Father’s Day: Two Points of Origin.
Father’s Day originated in the town of Spokane, Washington, in 1909, though it was actually celebrated for the first time a year earlier. This perhaps makes Father’s Day the only major American holiday to have two completely different origins, coming from opposite ends of the country.
The true beginning of Father’s Day can be attributed to Doctor Robert Webb, a minister at the Central United Methodist Church in Fairmont, West Virginia. On July 5th, 1908, Dr. Webb delivered a sermon based upon the idea of the importance of fathers. If mothers were important enough to have their own holiday, Webb believed, then surely we could afford fathers that same sort of appreciation.
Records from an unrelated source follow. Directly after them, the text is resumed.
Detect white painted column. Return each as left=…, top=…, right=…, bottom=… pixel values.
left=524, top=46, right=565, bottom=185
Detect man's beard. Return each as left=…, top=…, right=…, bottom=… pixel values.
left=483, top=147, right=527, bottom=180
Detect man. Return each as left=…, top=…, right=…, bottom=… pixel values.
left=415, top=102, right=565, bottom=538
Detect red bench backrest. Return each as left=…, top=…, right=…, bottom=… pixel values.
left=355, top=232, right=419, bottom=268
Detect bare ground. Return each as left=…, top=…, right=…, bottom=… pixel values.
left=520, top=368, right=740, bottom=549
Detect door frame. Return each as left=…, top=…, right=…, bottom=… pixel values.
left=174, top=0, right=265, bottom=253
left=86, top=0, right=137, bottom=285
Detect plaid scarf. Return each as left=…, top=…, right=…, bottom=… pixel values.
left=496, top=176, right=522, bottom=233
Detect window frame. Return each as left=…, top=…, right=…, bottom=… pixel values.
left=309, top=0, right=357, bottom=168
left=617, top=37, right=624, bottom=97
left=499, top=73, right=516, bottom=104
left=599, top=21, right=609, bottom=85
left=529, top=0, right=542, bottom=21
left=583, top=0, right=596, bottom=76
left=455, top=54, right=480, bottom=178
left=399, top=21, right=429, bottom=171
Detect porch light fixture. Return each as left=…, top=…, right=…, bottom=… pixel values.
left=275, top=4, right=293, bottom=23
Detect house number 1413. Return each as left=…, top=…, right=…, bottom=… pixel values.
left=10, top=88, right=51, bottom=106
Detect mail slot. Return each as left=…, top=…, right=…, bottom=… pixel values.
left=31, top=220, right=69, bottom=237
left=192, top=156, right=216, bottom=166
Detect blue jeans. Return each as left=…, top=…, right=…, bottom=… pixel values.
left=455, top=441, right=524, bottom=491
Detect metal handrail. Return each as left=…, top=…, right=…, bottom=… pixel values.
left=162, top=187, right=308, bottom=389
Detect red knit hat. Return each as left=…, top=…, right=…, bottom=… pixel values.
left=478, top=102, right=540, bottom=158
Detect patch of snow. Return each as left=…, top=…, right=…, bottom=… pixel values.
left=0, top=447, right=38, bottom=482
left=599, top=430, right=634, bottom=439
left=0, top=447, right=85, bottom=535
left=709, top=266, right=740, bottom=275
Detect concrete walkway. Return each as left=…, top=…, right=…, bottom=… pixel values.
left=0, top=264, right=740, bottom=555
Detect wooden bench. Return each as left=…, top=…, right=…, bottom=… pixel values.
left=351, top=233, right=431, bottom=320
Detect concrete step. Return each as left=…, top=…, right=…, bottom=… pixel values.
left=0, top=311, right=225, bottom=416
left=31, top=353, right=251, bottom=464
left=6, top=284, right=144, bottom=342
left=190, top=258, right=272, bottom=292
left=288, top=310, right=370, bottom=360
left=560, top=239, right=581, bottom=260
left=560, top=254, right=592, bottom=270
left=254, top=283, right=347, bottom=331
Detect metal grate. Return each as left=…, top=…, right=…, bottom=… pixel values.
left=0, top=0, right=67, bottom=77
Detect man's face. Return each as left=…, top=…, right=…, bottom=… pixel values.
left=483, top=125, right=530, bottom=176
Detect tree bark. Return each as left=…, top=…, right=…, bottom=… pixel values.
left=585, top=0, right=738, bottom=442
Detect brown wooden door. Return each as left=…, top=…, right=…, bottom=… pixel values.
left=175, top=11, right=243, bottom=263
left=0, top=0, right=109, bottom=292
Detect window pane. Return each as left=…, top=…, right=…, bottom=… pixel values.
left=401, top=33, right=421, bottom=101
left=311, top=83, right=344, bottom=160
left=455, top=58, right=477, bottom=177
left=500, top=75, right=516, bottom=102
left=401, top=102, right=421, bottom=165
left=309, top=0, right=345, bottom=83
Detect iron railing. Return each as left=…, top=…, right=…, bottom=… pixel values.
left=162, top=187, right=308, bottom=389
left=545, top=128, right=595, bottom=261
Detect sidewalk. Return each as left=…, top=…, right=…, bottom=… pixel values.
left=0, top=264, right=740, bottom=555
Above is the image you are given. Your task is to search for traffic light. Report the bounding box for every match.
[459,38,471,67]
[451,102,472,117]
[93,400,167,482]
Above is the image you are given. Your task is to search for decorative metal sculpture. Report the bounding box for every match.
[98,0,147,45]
Though Webb may have had the idea first, it wasn’t until a year later in Spokane that Sonora Smart Dodd actually put a name to it. Ms. Smart, while listening to a Mother’s Day sermon delivered at her church, began to reflect on how in her life, her father had been a much more influential figure than had her mother. She believed a “Father’s Day” was in order, to honor our fathers just as we already did our mothers on Mother’s Day.
Most other holidays we celebrate have a single point of origin or influence. But Father’s Day is unique, in that it took two people, a thousand miles and a year apart, to think of the idea independently of one another.